Kristof Zelechovski giecrilj at stegny.2a.pl
Wed Aug 27 08:34:28 PDT 2008


We have two options for having both human-readable and machine-readable
information in a document: write the structure and generate the text or
write the text and recover the structure.  At the very least, if you insist
on having both, there must be a mechanism to verify that they are
consistent.
Chris

-----Original Message-----
From: Ben Adida [mailto:ben at adida.net] 
Sent: Wednesday, August 27, 2008 5:28 PM
To: Kristof Zelechovski
Cc: 'Manu Sporny'; 'WHAT-WG'
Subject: Re: [whatwg] RDFa Basics Video (8 minutes)

Kristof Zelechovski wrote:
> seems to be too vulnerable and error-prone

You're basing this on your impression.
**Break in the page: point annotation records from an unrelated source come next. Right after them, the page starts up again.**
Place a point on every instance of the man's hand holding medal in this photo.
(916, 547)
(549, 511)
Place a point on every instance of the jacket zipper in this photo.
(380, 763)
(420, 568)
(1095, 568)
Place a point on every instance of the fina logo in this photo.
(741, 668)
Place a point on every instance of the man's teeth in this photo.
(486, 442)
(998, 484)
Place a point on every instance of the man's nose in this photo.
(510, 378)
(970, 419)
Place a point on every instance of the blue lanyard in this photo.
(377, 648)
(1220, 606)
The demos that we've been working
 on, and the ability with which folks are able to mark up their pages
using FOAF, shows that this isn't all that error-prone at all.
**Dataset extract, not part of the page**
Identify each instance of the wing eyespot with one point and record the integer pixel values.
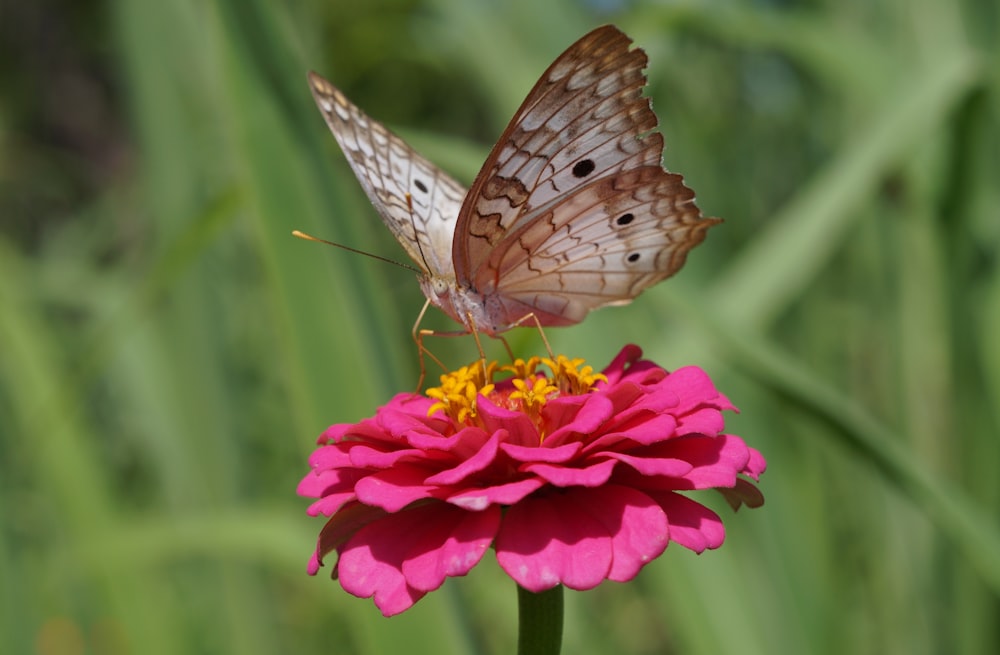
(583, 168)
You clearly have a strong aversion to combining machine- and
human-readable data, and that is your preference.

But that combination is *exactly* what a number of us absolutely need,
because the idea of building two separate webs, one for humans and one
for programs, misses a tremendous opportunity. We need to connect what
people see on the screen (I'd like to use *this* song) with the
structured data that comes with it (license, creator, title,
description, duration, sample rate, etc...).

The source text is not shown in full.